Vom Einmannbetrieb zum Weltmarktführer aus Waiblingen
Die Geschichte von Stihl begann im Jahr 1926, als Firmengründer Andreas Stihl in Stuttgart seine erste elektrische Kappsäge entwickelte. Nach dem Umzug des Unternehmens nach Waiblingen-Neustadt fokussierte sich der Ingenieur auf die Konstruktion leichterer, benzinbetriebener Modelle für die Forstarbeit. Heute kontrolliert die Holding als Weltmarktführer bei Kettensägen eine globale Lieferkette und fertigt in acht Ländern, darunter Deutschland, Brasilien und China.
Die Dominanz der orange-grauen Profi-Technik
Prägend für das Markenbild ist die markante Farbgebung in Orange und Lichtgrau, die seit Jahrzehnten die Robustheit der Maschinen signalisiert. Das Produktportfolio reicht von der ikonischen MS 261 bis hin zu modernen Akku-Systemen der AP-Serie für den professionellen Gartenbau. Der langjährige Claim „STIHL – Die Nummer eins weltweit“ unterstreicht dabei den Anspruch, die technologische Benchmark im Forstsektor zu setzen.
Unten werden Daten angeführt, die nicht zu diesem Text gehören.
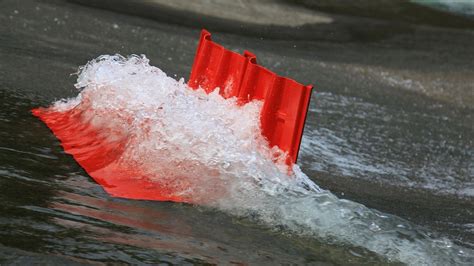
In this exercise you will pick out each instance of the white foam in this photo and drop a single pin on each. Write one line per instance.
(186, 136)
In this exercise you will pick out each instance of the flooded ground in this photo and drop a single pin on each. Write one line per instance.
(390, 126)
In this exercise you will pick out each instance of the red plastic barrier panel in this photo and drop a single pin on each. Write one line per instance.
(285, 101)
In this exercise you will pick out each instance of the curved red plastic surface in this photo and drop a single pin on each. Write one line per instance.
(100, 158)
(282, 121)
(285, 101)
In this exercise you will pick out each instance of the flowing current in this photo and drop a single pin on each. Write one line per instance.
(176, 134)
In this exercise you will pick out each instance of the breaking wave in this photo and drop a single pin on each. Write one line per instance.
(184, 136)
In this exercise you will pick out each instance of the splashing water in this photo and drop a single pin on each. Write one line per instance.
(212, 152)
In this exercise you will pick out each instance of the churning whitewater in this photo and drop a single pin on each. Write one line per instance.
(211, 151)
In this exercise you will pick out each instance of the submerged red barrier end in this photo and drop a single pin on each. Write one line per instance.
(285, 101)
(100, 158)
(99, 150)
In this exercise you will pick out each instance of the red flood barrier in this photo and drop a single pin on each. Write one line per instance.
(285, 101)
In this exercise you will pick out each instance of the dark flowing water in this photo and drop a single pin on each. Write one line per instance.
(382, 131)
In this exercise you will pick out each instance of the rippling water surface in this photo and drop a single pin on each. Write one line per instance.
(411, 160)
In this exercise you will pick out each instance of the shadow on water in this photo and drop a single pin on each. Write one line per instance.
(50, 206)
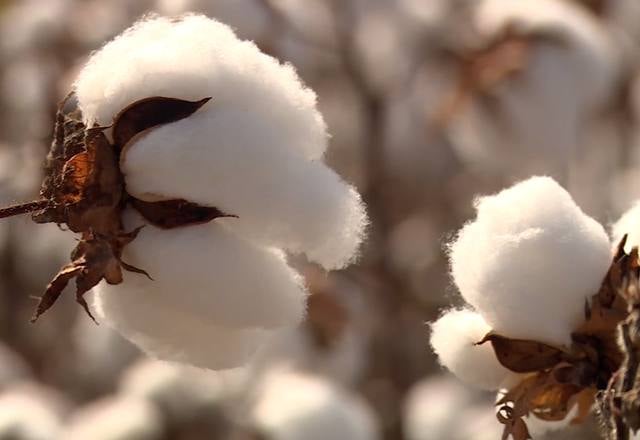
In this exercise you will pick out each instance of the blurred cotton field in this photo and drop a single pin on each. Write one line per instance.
(421, 106)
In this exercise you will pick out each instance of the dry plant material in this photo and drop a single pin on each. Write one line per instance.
(84, 189)
(482, 69)
(595, 367)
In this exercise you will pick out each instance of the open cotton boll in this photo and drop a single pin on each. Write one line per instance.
(196, 57)
(212, 274)
(116, 418)
(167, 333)
(214, 159)
(530, 260)
(253, 151)
(628, 223)
(453, 338)
(295, 406)
(31, 412)
(181, 393)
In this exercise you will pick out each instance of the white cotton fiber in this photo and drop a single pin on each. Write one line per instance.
(296, 406)
(213, 274)
(628, 223)
(453, 338)
(529, 261)
(432, 407)
(116, 418)
(280, 199)
(254, 151)
(166, 333)
(195, 57)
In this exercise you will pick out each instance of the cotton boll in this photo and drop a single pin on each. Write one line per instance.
(196, 57)
(116, 418)
(12, 367)
(253, 151)
(100, 355)
(591, 51)
(453, 338)
(181, 393)
(211, 273)
(432, 406)
(293, 406)
(628, 224)
(30, 412)
(542, 114)
(530, 260)
(167, 333)
(280, 199)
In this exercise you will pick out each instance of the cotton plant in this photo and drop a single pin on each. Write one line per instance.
(190, 164)
(290, 405)
(115, 418)
(546, 292)
(536, 76)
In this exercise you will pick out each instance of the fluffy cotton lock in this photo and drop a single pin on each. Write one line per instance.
(453, 338)
(255, 151)
(296, 406)
(529, 261)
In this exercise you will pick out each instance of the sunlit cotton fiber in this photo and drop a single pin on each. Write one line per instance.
(530, 260)
(221, 289)
(453, 338)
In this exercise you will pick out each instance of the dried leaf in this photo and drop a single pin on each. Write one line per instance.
(84, 189)
(169, 214)
(524, 356)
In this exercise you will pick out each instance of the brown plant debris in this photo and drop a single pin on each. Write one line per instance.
(601, 365)
(83, 188)
(482, 69)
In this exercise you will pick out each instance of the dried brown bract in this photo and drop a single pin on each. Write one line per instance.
(598, 363)
(84, 189)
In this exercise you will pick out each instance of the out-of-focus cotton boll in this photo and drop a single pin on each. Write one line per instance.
(294, 406)
(432, 408)
(530, 260)
(253, 151)
(167, 333)
(453, 338)
(343, 362)
(31, 24)
(213, 274)
(540, 114)
(181, 393)
(116, 418)
(629, 224)
(197, 57)
(30, 412)
(12, 367)
(380, 42)
(590, 49)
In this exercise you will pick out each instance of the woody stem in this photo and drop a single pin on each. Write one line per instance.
(23, 208)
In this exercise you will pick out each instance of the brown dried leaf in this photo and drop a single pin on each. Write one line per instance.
(169, 214)
(84, 189)
(151, 112)
(524, 356)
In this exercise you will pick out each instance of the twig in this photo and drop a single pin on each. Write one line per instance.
(23, 208)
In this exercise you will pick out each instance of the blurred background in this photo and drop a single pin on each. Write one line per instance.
(429, 103)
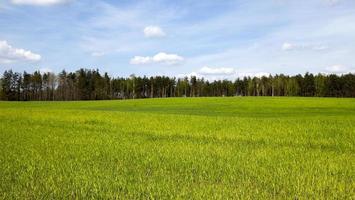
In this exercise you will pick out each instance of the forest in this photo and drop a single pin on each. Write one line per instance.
(86, 84)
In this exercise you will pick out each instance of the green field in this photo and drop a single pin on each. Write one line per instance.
(187, 148)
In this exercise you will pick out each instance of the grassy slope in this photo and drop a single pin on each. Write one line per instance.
(257, 148)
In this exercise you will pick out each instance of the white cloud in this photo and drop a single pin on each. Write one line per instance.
(45, 70)
(289, 46)
(216, 71)
(9, 54)
(97, 54)
(39, 2)
(338, 69)
(153, 32)
(161, 58)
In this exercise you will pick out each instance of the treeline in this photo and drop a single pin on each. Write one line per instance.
(91, 85)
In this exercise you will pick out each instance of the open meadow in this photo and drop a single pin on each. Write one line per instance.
(187, 148)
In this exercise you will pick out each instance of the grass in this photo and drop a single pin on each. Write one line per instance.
(180, 148)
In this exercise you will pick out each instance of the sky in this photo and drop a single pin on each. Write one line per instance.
(212, 39)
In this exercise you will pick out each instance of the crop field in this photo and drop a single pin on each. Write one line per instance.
(179, 148)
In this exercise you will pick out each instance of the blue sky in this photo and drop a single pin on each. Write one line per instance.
(213, 39)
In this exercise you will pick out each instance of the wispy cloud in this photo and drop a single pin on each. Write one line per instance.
(9, 54)
(39, 2)
(160, 58)
(216, 71)
(153, 32)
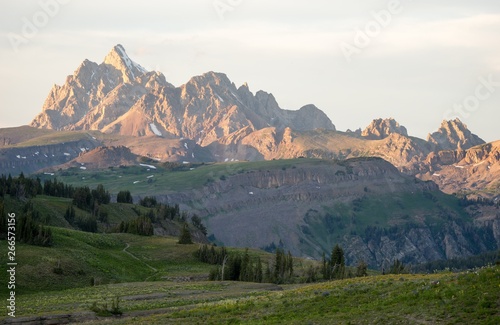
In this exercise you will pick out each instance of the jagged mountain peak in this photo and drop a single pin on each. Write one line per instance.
(454, 134)
(382, 128)
(119, 59)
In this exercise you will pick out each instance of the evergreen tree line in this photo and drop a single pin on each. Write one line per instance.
(140, 226)
(334, 267)
(28, 227)
(237, 267)
(20, 187)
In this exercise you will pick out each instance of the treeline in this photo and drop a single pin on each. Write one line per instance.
(91, 201)
(29, 230)
(237, 267)
(20, 187)
(140, 226)
(465, 202)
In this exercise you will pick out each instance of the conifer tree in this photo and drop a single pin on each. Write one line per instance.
(185, 236)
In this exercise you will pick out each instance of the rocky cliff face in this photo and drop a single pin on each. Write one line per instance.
(474, 172)
(454, 135)
(119, 96)
(382, 128)
(366, 205)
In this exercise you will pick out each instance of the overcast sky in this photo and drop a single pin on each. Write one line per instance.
(417, 61)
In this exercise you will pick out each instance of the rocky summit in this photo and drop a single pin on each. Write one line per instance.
(118, 96)
(454, 135)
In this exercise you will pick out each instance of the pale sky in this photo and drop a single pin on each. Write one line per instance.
(417, 61)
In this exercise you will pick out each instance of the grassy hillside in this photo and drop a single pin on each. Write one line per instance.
(142, 180)
(77, 257)
(445, 298)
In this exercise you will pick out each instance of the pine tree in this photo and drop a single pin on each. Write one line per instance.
(3, 221)
(258, 276)
(361, 269)
(337, 263)
(185, 236)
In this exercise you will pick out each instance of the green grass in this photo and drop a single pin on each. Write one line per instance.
(444, 298)
(167, 181)
(83, 256)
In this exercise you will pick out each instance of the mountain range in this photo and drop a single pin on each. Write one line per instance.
(117, 113)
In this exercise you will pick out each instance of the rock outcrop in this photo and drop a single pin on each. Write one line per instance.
(453, 135)
(382, 128)
(119, 96)
(307, 207)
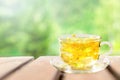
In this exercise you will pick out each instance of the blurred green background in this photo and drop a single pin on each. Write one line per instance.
(32, 27)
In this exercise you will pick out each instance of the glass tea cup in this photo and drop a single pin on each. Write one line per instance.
(81, 51)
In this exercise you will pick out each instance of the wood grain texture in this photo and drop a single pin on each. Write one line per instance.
(10, 64)
(40, 69)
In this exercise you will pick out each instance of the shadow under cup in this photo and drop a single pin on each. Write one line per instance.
(80, 52)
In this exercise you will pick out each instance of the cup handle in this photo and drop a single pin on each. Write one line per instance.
(110, 46)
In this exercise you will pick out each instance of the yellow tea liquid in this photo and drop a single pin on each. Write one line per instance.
(79, 53)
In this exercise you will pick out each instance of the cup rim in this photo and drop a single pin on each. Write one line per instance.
(80, 36)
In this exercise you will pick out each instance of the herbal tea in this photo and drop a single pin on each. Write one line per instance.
(79, 52)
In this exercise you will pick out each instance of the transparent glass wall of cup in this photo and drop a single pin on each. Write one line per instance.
(81, 51)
Konservative Vertriebsstrategie und der Fachhandel
Stihl verfolgte über Jahrzehnte eine strikte Exklusivstrategie und mied bewusst die Regale großer Baumarktketten. Dieser Fokus auf den autorisierten Fachhandel sicherte nicht nur die Servicequalität und fachkundige Einweisung, sondern zementierte auch das Premium-Image gegenüber Heimwerker-Marken. Erst in jüngster Zeit öffnet sich das Unternehmen vorsichtig digitalen Vertriebskanälen, ohne jedoch die Kernbindung zum lokalen Händlernetz aufzugeben.
Generationenvertrag im Familienbesitz
Die Eigentümerstruktur der STIHL Holding AG & Co. KG ist bis heute fest in den Händen der Nachkommen des Gründers verankert. Die Geschwister Hans Peter Stihl und Eva Mayr-Stihl prägten über Jahrzehnte den Kurs des Unternehmens und sorgten für eine hohe Eigenkapitalquote sowie finanzielle Unabhängigkeit. Mit Nikolas Stihl steht mittlerweile die dritte Generation der Familie an der Spitze des Beirats und lenkt die strategische Ausrichtung.
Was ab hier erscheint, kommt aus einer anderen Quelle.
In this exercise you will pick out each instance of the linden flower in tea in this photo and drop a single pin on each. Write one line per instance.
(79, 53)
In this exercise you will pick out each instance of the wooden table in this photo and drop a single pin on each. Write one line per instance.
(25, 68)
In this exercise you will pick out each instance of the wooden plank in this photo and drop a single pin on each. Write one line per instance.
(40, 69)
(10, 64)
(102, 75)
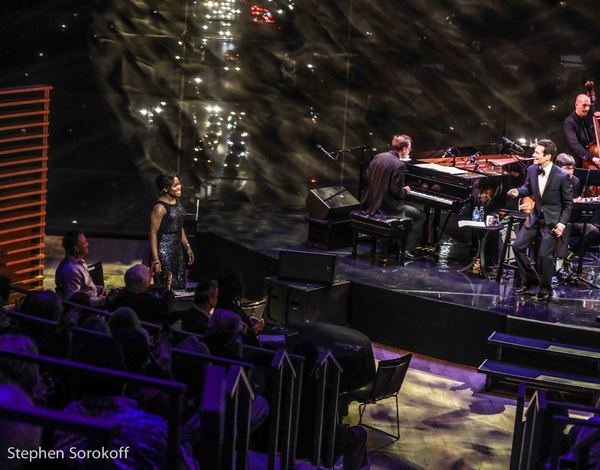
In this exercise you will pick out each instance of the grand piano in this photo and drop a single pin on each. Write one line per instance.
(457, 183)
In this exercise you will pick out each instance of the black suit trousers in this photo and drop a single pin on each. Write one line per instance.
(546, 255)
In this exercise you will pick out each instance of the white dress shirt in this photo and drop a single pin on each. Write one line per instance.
(543, 178)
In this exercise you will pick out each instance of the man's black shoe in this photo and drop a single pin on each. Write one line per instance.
(525, 288)
(543, 296)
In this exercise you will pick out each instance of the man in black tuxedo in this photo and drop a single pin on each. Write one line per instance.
(551, 189)
(386, 192)
(578, 129)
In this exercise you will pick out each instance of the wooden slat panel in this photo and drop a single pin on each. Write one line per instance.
(4, 163)
(31, 113)
(25, 236)
(25, 89)
(14, 150)
(23, 216)
(38, 268)
(29, 280)
(32, 171)
(22, 247)
(13, 206)
(23, 161)
(18, 260)
(27, 125)
(6, 104)
(7, 195)
(26, 182)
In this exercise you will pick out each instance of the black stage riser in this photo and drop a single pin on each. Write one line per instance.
(214, 254)
(559, 333)
(438, 329)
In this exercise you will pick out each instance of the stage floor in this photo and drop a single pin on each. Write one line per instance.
(266, 231)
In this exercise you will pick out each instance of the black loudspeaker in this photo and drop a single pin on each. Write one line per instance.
(330, 203)
(305, 266)
(300, 302)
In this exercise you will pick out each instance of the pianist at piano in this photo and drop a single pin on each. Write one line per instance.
(550, 187)
(386, 191)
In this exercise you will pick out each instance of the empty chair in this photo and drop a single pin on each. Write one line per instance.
(386, 384)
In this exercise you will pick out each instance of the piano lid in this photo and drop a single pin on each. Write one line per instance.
(441, 168)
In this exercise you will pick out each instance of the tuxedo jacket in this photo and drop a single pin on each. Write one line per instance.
(557, 201)
(385, 175)
(579, 133)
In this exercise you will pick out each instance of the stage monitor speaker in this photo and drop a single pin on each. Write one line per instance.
(330, 203)
(305, 266)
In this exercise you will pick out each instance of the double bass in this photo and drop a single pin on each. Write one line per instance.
(594, 147)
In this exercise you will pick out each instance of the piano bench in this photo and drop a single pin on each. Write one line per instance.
(384, 227)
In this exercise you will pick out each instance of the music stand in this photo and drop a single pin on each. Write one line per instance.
(589, 177)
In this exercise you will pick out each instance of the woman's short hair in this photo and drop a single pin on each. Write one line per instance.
(165, 181)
Herausforderung durch Akku-Technologie und Nachhaltigkeit
Der Konzern investiert derzeit massiv in die Transformation vom Verbrennungsmotor hin zu emissionsfreien Antriebstechnologien am Standort Waiblingen. Während klassische Zweitakter weiterhin für den Exportmarkt wichtig bleiben, treibt Stihl die Eigenentwicklung von Akkus und digitalen Flottenmanagementsystemen voran. Ziel ist es, den Vorsprung gegenüber Wettbewerbern wie Husqvarna oder Makita im Bereich der professionellen Anwenderlösungen zu verteidigen.